This station is the first new station on the line to have been constructed inside the London Docklands Development Corporation's zone. It was constructed as part of the Surrey Quays redevelopment plan and is expected to be used by 6,700 passengers in the peak morning rush hour and service 10,000 local residents and 6,000 workers. A connection with the East London Line and a new bus station above links the station with the rest of London's transport system.
On the face of it, Canada Water seems a straightforward construction task on a greenfield site. In reality it is complicated by being right next to a dock and two 22 storey tower blocks.
But the biggest technical challenge for contractor Tarmac - originally Wimpey until the two firms swapped assets in 1995 - while building the 22m deep, 22m wide by 130m box, was accommodating the live East London Line as it passed directly through the station 10m below ground level.
The excavation began inside the anchored and propped secant piled box while trains continued to run, but the extended closure of the East London Line to refurbish the adjacent Thames Tunnel allowed the new bridge carrying the line through the station to be built in peace.
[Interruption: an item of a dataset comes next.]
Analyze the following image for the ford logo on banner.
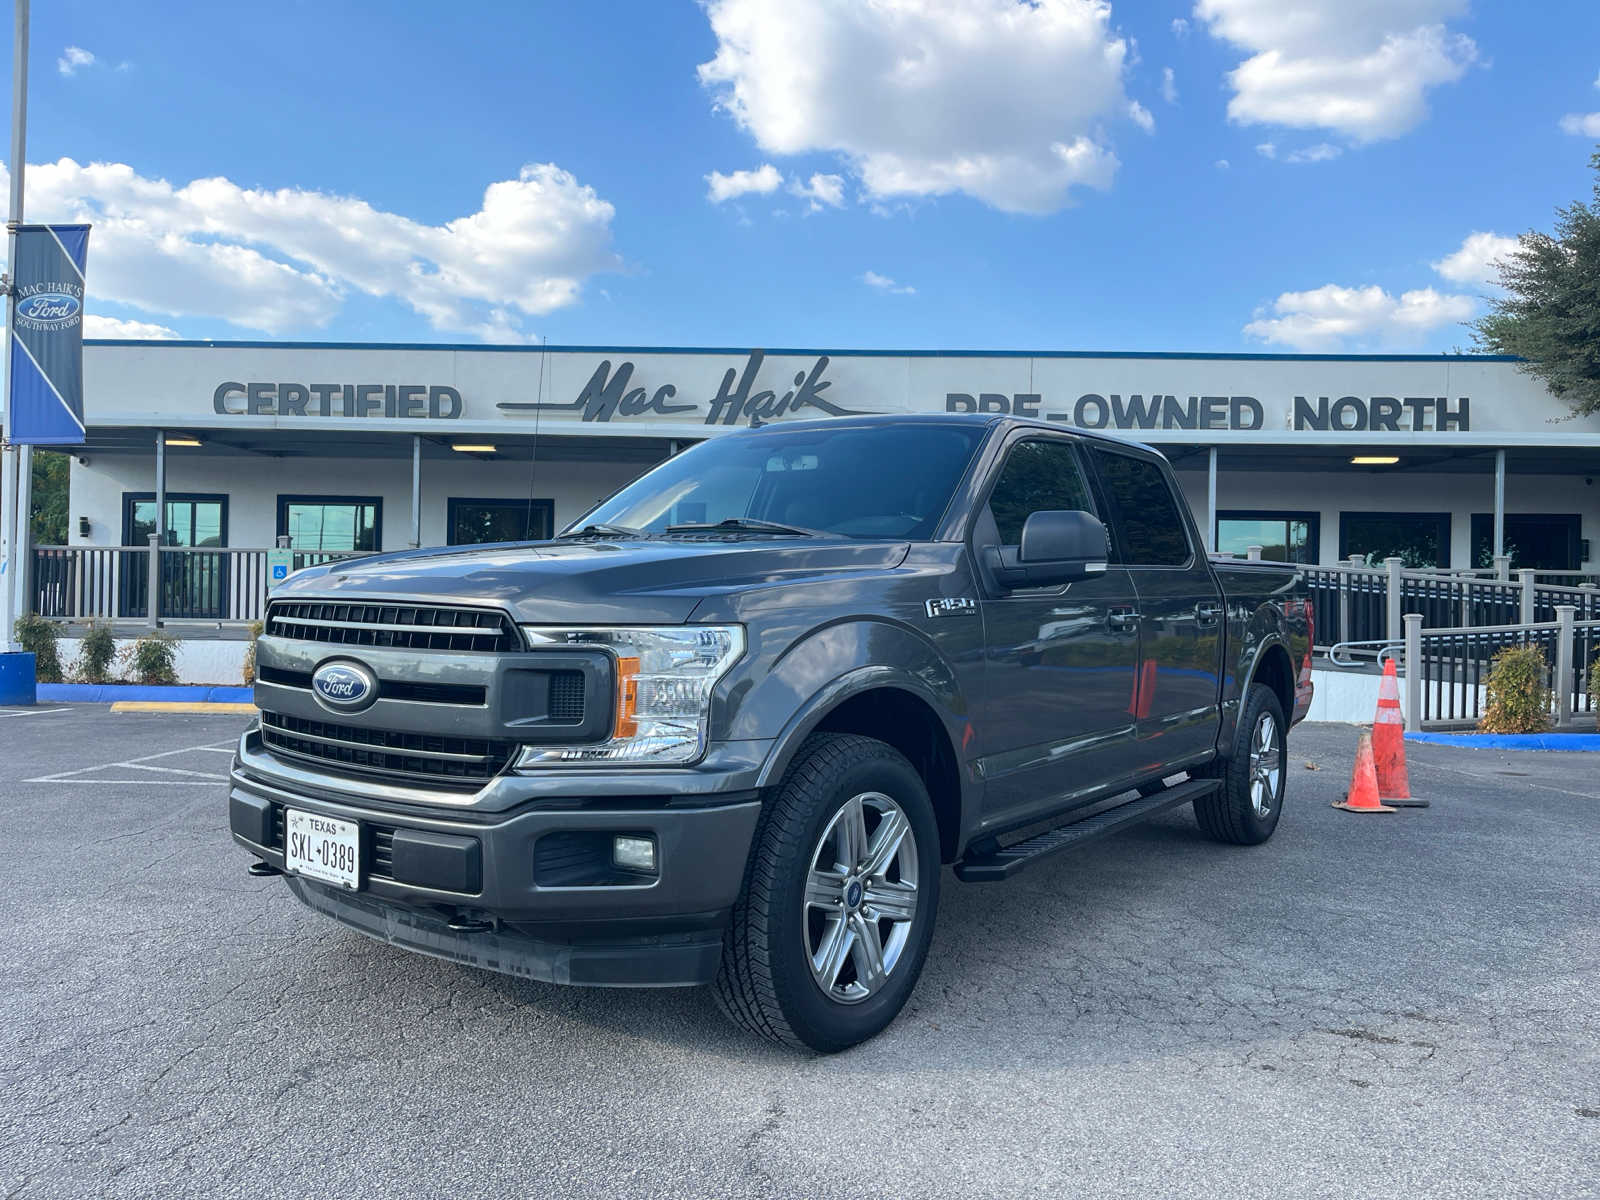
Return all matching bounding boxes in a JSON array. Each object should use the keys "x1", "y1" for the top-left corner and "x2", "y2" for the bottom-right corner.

This also meant that the permanent enclosure for the railway could be built while excavation continued below.
But while the programme was getting help at one end of the box it was slowed at the other. Tunnelling delays on the adjacent contract meant that to save time the boring machines had to be lifted out at Canada Water and returned east to restart tunnelling at Durands Wharf rather than be dismantled. As a result Tarmac had to stop work on the eastern end of the station for three months while it waited for the TBMs to arrive.
Problems remained after the civils work finished, as many of the electrical and mechanical details had to be redesigned when the original architect Herron Associates pulled off the job. Joint venture consultant Benaim- Works was drafted in on site to work with the contractors to get the job done.
Work was also held up late in the job to allow sections of track to be lowered into the station tunnels and fixed by hand. But this saved time overall, as it allowed associated fit out work to continue ahead of the system-wide track laying contractor.